I don't think it's possible. Near the top of netvsc_xmit() there's a call
to netvsc_get_slots(), along with code ensuring that all the data in the skb
(and its frags) exists on no more than MAX_PAGE_BUFFER_COUNT (i.e., 32)
pages. There can't be more frags than pages, so it should not be possible to
overrun the pb array even if the frag count is large.

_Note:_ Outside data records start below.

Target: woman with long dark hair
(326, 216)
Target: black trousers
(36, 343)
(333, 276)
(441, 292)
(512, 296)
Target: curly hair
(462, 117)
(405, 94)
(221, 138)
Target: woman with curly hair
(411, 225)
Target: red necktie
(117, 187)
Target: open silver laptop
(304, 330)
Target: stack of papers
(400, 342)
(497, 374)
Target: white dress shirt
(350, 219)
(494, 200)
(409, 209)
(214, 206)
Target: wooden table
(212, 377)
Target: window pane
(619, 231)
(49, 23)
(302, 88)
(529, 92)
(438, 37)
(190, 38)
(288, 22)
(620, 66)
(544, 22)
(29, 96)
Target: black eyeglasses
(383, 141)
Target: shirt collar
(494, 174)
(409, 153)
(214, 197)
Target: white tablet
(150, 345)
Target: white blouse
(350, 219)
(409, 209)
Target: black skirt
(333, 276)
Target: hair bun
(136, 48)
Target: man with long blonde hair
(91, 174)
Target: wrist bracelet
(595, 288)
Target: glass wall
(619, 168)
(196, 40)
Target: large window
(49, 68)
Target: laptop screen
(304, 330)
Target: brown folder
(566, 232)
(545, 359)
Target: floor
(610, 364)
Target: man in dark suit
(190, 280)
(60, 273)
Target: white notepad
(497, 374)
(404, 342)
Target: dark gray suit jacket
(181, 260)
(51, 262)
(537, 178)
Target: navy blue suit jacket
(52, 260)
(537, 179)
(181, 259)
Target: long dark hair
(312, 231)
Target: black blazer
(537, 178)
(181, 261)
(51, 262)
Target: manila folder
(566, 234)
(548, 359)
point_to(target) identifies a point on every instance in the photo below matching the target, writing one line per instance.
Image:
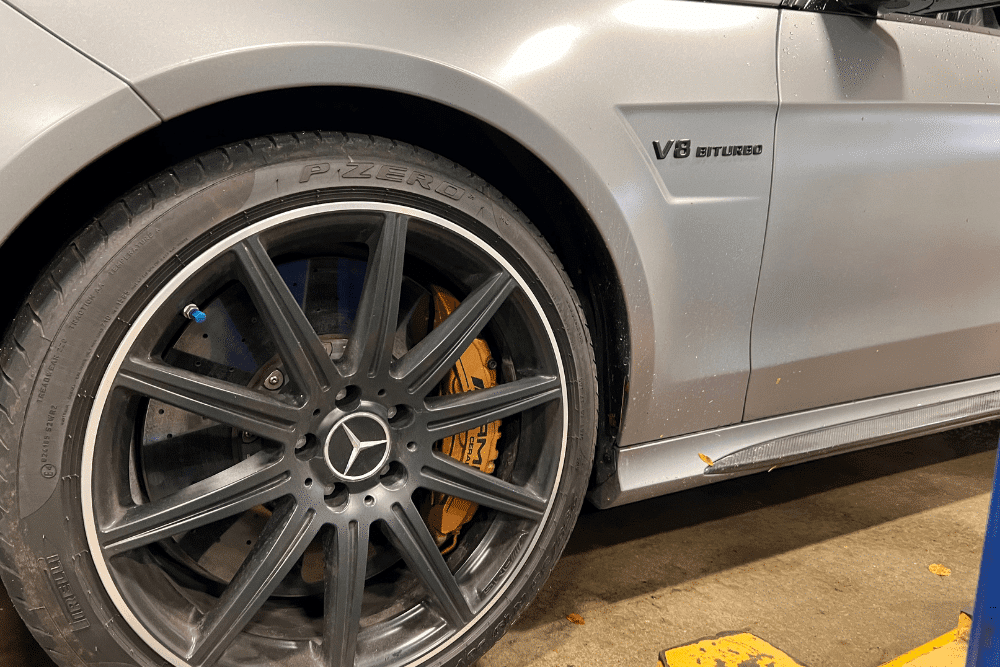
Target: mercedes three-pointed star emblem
(359, 450)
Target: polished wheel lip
(358, 446)
(107, 382)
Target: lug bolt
(274, 380)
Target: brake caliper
(477, 447)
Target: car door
(879, 271)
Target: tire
(254, 488)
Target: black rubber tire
(83, 303)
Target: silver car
(324, 318)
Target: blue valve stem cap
(192, 313)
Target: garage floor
(827, 561)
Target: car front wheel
(312, 399)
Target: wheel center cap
(357, 446)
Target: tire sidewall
(120, 276)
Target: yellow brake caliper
(477, 447)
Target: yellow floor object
(728, 650)
(948, 650)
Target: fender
(525, 80)
(60, 112)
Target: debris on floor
(740, 649)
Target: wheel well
(491, 154)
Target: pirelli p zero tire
(223, 409)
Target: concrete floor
(826, 560)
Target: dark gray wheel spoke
(298, 345)
(225, 402)
(413, 540)
(454, 478)
(369, 349)
(285, 537)
(258, 479)
(424, 365)
(346, 563)
(454, 413)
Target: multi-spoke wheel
(310, 400)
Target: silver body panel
(847, 259)
(60, 112)
(674, 464)
(554, 76)
(879, 267)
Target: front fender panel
(559, 77)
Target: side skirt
(664, 466)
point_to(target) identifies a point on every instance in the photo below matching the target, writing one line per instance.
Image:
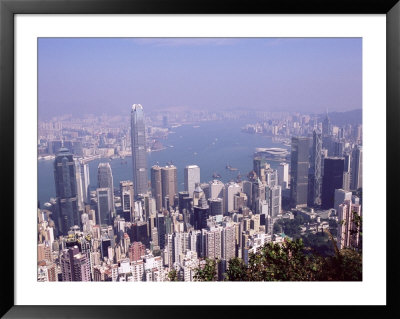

If the kernel is built with CONFIG_MAX_SKB_FRAGS greater than 30, and
there are more than 30 frags in the skb (allowing for 2 pages for the rndis
header), netvsc_xmit() tries to linearize the skb to reduce the frag count.
But if that doesn't work, netvsc_xmit() drops the xmit request, which isn't
a great outcome. But that's a limitation of the existing code, and this patch
set doesn't change that limitation.

Michael

> 
> > +		u64 pfn = page_to_hvpfn(skb_frag_page(frag));
> > +		u32 offset = skb_frag_off(frag);
> >
> > -		slots_used += fill_pg_buf(page_to_hvpfn(skb_frag_page(frag)),
> > -					  skb_frag_off(frag),
> > -					  skb_frag_size(frag),
> > -					  &pb[slots_used]);
> > +		cur_pb->offset = offset_in_hvpage(offset);
> > +		cur_pb->len = skb_frag_size(frag);
> > +		cur_pb->pfn = pfn + (offset >> HV_HYP_PAGE_SHIFT);
> >  	}
> > -	return slots_used;
> > +	return frags + 2;
> >  }
> >
> >  static int count_skb_frag_slots(struct sk_buff *skb)
> > @@ -483,7 +450,7 @@ static int netvsc_xmit(struct sk_buff *skb, struct net_device
> *net, bool xdp_tx)
> >  	struct net_device *vf_netdev;
> >  	u32 rndis_msg_size;
> >  	u32 hash;
> > -	struct hv_page_buffer pb[MAX_PAGE_BUFFER_COUNT];
> > +	struct hv_page_buffer pb[MAX_DATA_RANGES];
> >
> >  	/* If VF is present and up then redirect packets to it.
> >  	 * Skip the VF if it is marked down or has no carrier.
> 
> ...